Over the past 8 years of my life I have battles crippling anxiety, To the point where I have taken leaves from school and had to stop working. I had no life plan because I had no hope for myself.
Over the past year my life has changed for the better. I started rock climbing every other day, I GOT A JOB, I have gone to a few weddings and ate out at them also a huge fear for me. I have not ate out prior to this for over 8 years, I cant believe how much as changed.

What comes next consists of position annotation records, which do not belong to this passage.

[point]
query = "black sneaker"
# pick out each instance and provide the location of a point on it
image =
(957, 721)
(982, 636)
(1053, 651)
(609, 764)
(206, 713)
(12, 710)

Today I went to a Formal holiday party for my work. Not only did I attend this event but I ate there and after went out to the bar to play pool. last year I was talking about how I did not think I could ever work again and was so lost. I felt like giving up and almost did. Now I feel free like I can push myself more and more. I still battle with my anxiety mostly with meetings as my work host 7am work meetings and it is so hard to attend them, as mornings can be dodgy for me as i often feel ill. I am lucky to have a caring boss and my general manager is able to let me work around my health and anxiety, makes working less stressful.
This year has gone by so fast and I cant believe where I am at. I am still not where I want to be but getting closer every day and glad I was able to get out of my comfort zone. gave me more of a life to live. battle everyday and I can be hard on my self for not starting collage and i’m about to turn 22 but baby steps. you can do anything if you truly believe. mind over matter.